Zucchini Casserole Delite
Source of Recipe
Aunt Saunny
5 cups zucchini - peeled, seeded, and chopped
1/2 cup lemon juice
3/4 cup white sugar
1 tsp ground cinnamon
1/2 tsp ground nutmeg
4 cups all-purpose flour
1 1/2 cups white sugar
1 1/2 cups butter, chilled
1 tsp ground cinnamon
1. Preheat oven to 375 degrees F. Coat a 9x13 inch baking dish with cooking spray.
2. Place zucchini and lemon juice in a medium saucepan. Cook, covered, over medium-low heat, stirring occasionally, for about 15 minutes, or until tender. Stir in 3/4 cup sugar, 1 teaspoon cinnamon, and nutmeg. Simmer 1 minute longer, remove from heat, and set aside.

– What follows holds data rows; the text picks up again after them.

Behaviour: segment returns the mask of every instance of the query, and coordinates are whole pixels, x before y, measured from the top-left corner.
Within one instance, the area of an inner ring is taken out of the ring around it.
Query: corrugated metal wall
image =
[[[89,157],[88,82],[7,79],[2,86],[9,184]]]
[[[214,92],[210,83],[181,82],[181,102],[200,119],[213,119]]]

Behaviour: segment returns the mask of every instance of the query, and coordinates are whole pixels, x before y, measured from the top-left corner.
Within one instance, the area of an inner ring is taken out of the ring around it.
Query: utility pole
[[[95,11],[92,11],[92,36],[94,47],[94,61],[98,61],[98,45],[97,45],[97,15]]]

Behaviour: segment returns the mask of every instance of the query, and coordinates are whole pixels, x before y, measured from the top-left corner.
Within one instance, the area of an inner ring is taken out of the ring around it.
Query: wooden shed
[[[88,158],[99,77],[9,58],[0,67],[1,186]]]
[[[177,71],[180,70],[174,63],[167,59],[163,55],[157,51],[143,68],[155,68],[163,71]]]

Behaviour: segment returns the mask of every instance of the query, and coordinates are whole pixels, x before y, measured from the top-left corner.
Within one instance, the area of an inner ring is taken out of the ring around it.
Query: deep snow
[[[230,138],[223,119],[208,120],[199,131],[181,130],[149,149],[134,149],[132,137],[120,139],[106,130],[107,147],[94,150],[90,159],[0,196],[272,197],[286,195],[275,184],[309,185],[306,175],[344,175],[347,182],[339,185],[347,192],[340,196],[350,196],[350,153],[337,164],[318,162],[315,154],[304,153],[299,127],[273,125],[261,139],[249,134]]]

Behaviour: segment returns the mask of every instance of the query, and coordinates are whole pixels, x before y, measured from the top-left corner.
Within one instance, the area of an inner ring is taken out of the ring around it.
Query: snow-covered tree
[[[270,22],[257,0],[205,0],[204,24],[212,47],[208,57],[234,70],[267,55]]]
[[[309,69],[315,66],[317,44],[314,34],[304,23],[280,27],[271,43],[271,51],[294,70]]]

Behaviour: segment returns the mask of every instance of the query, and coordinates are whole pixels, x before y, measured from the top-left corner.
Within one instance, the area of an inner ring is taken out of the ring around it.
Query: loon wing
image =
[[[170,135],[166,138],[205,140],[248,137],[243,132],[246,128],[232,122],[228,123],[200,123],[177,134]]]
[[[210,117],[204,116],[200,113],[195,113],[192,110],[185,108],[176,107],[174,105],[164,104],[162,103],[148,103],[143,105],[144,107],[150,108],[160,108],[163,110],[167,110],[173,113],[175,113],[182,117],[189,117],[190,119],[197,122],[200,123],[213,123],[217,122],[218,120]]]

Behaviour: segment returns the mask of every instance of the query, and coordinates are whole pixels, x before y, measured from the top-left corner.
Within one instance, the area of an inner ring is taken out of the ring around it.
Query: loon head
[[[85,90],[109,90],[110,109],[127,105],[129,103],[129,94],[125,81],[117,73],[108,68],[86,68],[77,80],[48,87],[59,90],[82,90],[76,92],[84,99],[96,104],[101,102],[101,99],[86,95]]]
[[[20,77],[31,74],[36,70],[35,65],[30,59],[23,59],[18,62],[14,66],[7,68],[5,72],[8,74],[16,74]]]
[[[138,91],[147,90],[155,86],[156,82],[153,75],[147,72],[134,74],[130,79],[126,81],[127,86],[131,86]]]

3. In a large mixing bowl, combine flour and 1 1/2 cups sugar. Cut in butter until the mixture resembles coarse crumbs. Stir 1/2 cup crumb mixture into zucchini mixture. Press half the remaining crumb mixture into the prepared pan. Spread zucchini evenly over crust. Crumble remaining crumb mixture over zucchini, and sprinkle with 1 teaspoon cinnamon.
4. Bake in the preheated oven for 35 to 40 minutes, or until golden and bubbly.